Dinimizde aslolan zaruri ihtiyaçlarımızı gidermektir. Bunların çerçevesi ise Kainatın Efendisi (s.a.s.) tarafından çizilmiştir. Yüce Peygamberimiz bir hadis-i şerifinde ’Biz acıkmadıkça yemeye oturamayan kavimiz; acıkıp yemek yeyince ise doymadan kalkan bir toplumuz’ buyurmuştur. Yüce Yaratan Ku’rân-ı Kerim’de de ’Yiyiniz içiniz; fakat israf etmeyiniz’ buyurmaktadır. O halde israf çizgisine varmadıkça harcamalarımız ve yediklerimiz helal dairesinde kabul edilmektedir. ’Ebeveynlere hediye asla alınmasın, dolayısıyla israf olur’ çağrısı yaptığım kesinlikle anlaşılmasın!
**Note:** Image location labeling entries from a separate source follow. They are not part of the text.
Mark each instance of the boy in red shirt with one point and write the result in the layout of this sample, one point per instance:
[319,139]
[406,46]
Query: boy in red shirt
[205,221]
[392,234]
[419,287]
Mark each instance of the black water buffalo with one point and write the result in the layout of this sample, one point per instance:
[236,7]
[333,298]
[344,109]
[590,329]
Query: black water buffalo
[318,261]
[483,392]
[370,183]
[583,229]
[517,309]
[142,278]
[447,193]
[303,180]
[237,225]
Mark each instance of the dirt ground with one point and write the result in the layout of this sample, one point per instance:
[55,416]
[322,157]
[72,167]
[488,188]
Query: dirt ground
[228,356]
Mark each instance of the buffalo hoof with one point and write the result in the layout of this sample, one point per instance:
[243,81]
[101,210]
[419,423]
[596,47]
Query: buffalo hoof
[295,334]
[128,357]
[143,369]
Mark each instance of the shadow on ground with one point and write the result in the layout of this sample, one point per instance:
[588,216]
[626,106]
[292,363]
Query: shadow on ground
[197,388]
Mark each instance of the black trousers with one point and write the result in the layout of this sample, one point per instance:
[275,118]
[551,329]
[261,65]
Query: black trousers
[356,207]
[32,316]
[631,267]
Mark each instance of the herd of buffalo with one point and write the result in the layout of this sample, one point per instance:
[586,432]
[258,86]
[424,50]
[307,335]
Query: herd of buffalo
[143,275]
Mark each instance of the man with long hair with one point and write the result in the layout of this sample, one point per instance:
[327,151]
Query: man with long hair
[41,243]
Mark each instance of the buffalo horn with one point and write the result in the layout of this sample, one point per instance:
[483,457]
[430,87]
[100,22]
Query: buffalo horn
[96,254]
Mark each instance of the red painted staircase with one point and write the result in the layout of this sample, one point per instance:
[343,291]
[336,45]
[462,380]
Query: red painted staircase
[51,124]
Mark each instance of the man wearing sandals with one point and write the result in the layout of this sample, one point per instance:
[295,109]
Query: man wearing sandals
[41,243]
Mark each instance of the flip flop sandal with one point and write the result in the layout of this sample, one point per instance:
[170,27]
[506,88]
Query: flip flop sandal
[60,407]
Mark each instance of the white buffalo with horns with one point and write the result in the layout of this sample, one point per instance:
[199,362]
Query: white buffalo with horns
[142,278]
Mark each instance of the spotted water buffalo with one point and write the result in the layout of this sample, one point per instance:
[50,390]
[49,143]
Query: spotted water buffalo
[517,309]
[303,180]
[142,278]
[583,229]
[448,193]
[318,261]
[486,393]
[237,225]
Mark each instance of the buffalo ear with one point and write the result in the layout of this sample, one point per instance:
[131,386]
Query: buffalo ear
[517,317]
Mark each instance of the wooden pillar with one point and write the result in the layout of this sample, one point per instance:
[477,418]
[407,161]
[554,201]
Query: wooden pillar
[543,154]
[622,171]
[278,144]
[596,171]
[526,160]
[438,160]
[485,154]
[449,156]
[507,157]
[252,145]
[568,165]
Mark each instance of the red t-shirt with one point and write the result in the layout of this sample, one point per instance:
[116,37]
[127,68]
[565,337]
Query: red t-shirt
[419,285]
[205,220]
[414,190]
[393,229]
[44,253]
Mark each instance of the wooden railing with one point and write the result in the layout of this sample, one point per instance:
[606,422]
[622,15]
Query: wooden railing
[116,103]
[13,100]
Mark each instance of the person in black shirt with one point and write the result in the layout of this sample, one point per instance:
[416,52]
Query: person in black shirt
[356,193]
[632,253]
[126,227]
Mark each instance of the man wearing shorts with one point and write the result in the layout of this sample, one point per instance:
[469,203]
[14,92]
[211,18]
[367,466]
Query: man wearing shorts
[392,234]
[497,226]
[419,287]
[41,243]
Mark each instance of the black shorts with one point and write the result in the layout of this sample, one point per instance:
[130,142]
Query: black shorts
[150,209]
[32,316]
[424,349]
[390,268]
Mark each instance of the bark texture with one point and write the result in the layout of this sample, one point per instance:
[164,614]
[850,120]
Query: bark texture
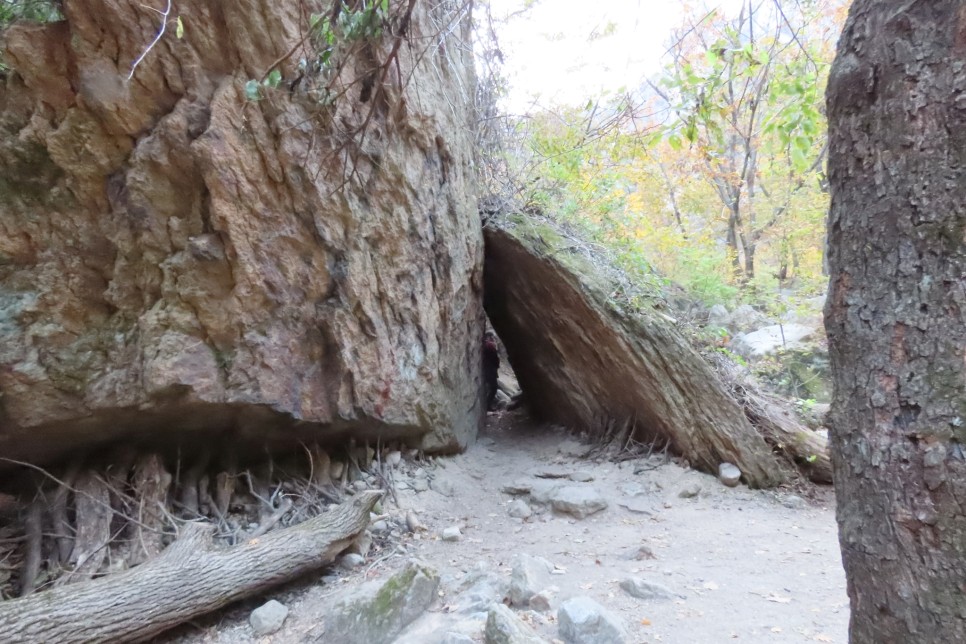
[896,317]
[177,256]
[582,362]
[190,578]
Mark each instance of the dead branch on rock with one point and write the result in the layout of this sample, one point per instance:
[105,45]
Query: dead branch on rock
[190,578]
[775,420]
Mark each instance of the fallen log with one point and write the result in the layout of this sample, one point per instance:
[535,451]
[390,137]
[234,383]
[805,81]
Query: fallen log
[776,422]
[189,578]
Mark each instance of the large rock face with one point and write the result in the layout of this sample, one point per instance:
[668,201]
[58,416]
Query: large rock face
[175,255]
[583,362]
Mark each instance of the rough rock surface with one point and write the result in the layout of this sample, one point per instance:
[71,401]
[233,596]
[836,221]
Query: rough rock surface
[268,618]
[770,339]
[582,360]
[176,254]
[579,500]
[529,575]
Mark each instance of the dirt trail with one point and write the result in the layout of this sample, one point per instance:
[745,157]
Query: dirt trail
[742,565]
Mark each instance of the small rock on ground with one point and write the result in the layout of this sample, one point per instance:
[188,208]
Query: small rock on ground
[352,560]
[452,533]
[528,576]
[456,638]
[729,474]
[584,621]
[504,627]
[378,612]
[643,589]
[578,500]
[268,618]
[519,509]
[690,491]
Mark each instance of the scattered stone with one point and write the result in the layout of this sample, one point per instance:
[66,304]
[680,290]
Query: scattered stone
[452,533]
[378,612]
[770,339]
[637,504]
[729,474]
[268,618]
[456,638]
[718,317]
[363,544]
[504,627]
[551,473]
[483,588]
[352,560]
[640,554]
[584,621]
[519,509]
[578,500]
[518,487]
[413,524]
[420,485]
[642,589]
[541,490]
[541,601]
[442,486]
[529,575]
[336,468]
[689,491]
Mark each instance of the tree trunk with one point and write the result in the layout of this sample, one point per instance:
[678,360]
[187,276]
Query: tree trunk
[190,578]
[896,317]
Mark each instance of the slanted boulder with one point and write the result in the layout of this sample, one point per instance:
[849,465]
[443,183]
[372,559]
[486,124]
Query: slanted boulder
[582,360]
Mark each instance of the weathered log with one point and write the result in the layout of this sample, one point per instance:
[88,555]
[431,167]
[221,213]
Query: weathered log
[776,422]
[190,578]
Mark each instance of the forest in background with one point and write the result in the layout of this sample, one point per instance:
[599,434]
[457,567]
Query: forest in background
[710,174]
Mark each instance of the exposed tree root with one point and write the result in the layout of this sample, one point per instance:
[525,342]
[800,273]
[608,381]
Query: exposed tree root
[191,577]
[95,517]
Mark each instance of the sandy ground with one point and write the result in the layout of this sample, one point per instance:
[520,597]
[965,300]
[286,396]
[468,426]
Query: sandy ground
[742,565]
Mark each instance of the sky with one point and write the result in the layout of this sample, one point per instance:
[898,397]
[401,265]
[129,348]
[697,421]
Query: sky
[566,51]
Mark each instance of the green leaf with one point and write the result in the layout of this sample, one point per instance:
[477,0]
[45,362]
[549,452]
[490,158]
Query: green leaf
[252,90]
[274,78]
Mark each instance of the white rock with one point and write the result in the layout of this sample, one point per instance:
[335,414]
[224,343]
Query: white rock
[770,339]
[578,500]
[528,576]
[518,509]
[352,560]
[729,474]
[452,533]
[643,589]
[268,618]
[584,621]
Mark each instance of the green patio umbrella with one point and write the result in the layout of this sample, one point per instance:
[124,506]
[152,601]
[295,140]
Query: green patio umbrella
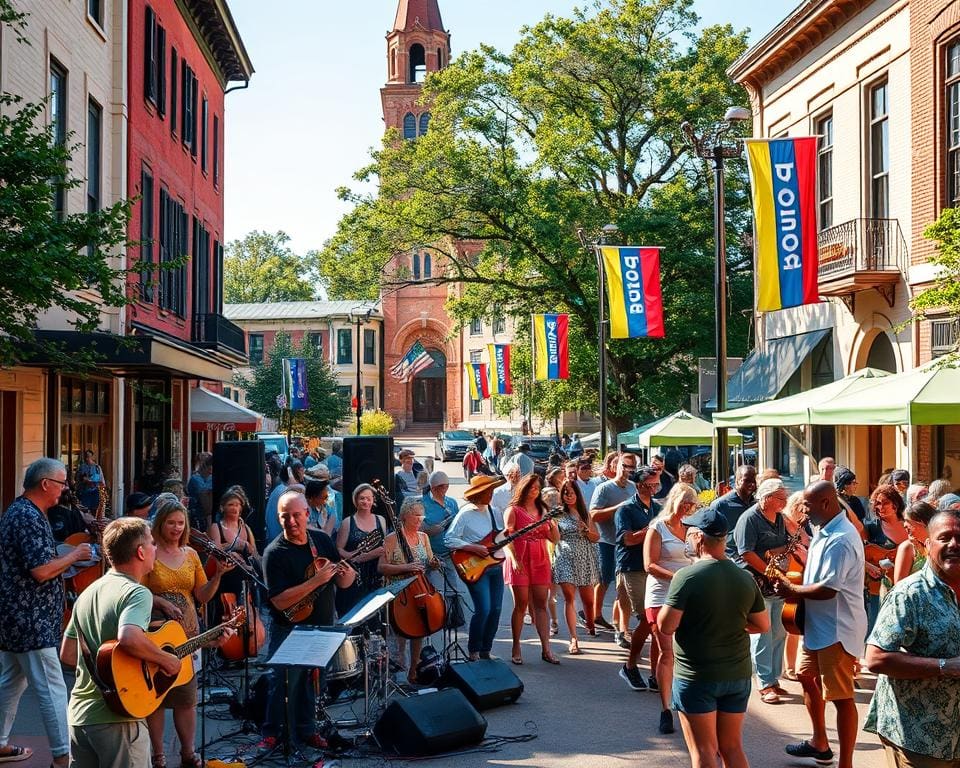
[795,409]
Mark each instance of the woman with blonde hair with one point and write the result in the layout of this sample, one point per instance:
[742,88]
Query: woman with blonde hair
[665,553]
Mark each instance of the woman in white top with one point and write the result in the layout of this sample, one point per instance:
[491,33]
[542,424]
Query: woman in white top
[664,553]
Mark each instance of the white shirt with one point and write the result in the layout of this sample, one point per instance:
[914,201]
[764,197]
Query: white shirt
[835,560]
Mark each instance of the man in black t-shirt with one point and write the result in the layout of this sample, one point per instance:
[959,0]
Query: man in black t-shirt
[285,562]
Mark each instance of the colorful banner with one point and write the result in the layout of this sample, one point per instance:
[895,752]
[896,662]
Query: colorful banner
[633,291]
[550,354]
[479,383]
[295,384]
[783,178]
[500,369]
Burada vurgulamak istediğim husus şudur: ’Batı medeniyetinin bize dayatmış olduğu kültürü reddetmemiz gerektiğidir.’ Yoksa bir evlat ebeveyn ve sevdiklerine yılın sair günlerinde hediye alması hem sevap içeren bir amel hem de Sünnet’e uygun bir davranıştır. Zira Efendimiz (s.a.s.): ’Aranızda hediyeleşerek sevginizi artırınız’ buyurmaktadır. Müslüman bir birey bu çerçeveyi iyi kavradığı takdirde, batılıyı, dolayısıyla da kâfiri taklit etmekten de içtinap etmiş olur. Efendimiz (s.a.s.) bir hadis-i şerifinde: ’Kim bir kavme benzerse onlardan olur’ buyurmuştur. Bundan anlaşılan, Nebevî metot dairesinde hayatımıza ve davranışlarımıza rota vermemiz gerektiğidir. Buna dikkat etmemek, mü’min kul için helak vesilesidir.
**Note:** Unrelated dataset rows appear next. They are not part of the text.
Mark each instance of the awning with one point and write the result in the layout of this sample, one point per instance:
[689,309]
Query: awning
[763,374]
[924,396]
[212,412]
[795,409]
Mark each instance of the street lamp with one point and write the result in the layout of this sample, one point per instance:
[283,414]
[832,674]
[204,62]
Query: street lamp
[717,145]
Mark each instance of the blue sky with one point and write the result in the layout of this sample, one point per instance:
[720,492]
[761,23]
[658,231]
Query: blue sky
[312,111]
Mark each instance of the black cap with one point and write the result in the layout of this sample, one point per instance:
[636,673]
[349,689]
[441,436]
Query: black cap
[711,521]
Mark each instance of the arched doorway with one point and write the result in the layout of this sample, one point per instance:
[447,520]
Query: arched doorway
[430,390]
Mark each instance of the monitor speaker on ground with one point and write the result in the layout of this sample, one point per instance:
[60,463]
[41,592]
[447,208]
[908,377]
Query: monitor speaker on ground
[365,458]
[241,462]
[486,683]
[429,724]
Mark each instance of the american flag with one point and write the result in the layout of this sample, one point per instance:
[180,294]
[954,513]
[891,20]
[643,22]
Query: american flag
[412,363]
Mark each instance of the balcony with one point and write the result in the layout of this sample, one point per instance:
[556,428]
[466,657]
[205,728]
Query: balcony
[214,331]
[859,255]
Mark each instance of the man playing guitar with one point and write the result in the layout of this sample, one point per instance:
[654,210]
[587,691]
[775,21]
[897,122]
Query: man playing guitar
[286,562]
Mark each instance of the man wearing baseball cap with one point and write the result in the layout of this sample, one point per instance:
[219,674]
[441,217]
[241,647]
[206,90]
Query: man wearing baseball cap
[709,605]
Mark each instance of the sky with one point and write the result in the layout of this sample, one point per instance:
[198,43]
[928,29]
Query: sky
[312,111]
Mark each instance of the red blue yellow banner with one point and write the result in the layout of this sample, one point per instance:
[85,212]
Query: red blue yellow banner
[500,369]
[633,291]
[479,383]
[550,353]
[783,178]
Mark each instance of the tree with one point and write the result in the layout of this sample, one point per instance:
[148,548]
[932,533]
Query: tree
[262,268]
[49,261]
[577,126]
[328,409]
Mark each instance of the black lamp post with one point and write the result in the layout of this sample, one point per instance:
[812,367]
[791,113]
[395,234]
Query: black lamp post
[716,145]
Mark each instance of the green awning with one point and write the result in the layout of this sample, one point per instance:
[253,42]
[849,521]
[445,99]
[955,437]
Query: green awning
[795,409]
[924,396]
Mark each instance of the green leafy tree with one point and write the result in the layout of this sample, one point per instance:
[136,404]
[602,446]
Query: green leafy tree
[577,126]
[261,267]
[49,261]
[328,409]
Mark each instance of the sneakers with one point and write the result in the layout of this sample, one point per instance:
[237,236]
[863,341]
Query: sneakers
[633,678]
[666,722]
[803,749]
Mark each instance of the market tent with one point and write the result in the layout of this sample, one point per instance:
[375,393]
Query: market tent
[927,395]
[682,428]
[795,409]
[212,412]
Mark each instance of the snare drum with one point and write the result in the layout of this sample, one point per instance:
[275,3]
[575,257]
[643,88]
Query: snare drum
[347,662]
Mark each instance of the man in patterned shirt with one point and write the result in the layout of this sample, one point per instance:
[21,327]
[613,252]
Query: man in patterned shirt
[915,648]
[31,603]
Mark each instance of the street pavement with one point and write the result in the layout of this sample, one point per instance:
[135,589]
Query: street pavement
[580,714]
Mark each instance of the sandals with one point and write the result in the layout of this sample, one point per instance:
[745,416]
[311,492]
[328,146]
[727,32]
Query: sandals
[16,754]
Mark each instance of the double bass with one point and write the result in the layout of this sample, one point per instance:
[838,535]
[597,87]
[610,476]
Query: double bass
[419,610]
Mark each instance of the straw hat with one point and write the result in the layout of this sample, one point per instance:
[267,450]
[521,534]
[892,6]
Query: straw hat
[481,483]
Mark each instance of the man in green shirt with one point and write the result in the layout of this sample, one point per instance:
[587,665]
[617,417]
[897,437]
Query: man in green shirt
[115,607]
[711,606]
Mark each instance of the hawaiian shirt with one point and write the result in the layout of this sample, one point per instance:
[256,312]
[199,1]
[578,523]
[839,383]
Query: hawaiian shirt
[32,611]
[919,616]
Bu yaman çelişkilerden kurtulmak için gayr-i müslimleri taklit etmekten derhal vazgeçmeliyiz. İslam’ın özüne, yani Kur’an ve Sünneti seniyyenin buyruğuna uygun bir hayat tarzı benimsememiz gerekir. Mü’min için yegâne kurtuluş bu iki kaynağa sımsıkı sarılmaktadır. Bu kaynakta olmayan bütün ahlakları, adet ve yaşam biçimlerini hayatımızdan çıkarmamız gerekmektedir.
Kısacık dünya hayatında bunları yaşam biçimi haline getirmenin de çok zor bir süreç olduğunu da unutmayalım. Bu güzel Sünnet ahlaklarını da ancak Allah dostları ve mürşid-i kâmillerin örnek hayatlarından alışabiliriz. Çünkü onlar bu dünyada peygamber varisleridir ve onların getirdiklerini bütün insanlığa alıştırma yollarını öğretirler.
Son olarak da şunu belirtmekte fayda var: Dinimiz ’nasihat’ dinidir, dolayısıyla birbirimize Allah için Rasûlü ve bütün Müslümanlar için nasihat etmemiz gerekir. Çevremizdeki bilmeyen insanları da bu hususta incitmeden ve itici olmadan uyarmamız lazım. Nasihati tatlı bir dille asla kaba davranış sergilemeyerek örnek bir biçimde sergilememiz gerekir. Şüphesiz bunlara alışmak sahabe hayatından, daha doğrusu Asr-ı Saadet’teki bize örnek olan kıssaları güzelce okumaktan geçer.
Rabbim bize hayır yollarını kolaylaştırsın ve güzel ahlakı yaşama kolaylığı ihsan etsin.
Bu içeriğe yorum yazabilirsiniz

  • Ahmet Yıldız

    Allah razı olsun Ömer hocam ,çok faydalı bir yazı olmuş umarım okuyanlar hayatlarında da ihya ederler.

1 kişi yorum yazdı.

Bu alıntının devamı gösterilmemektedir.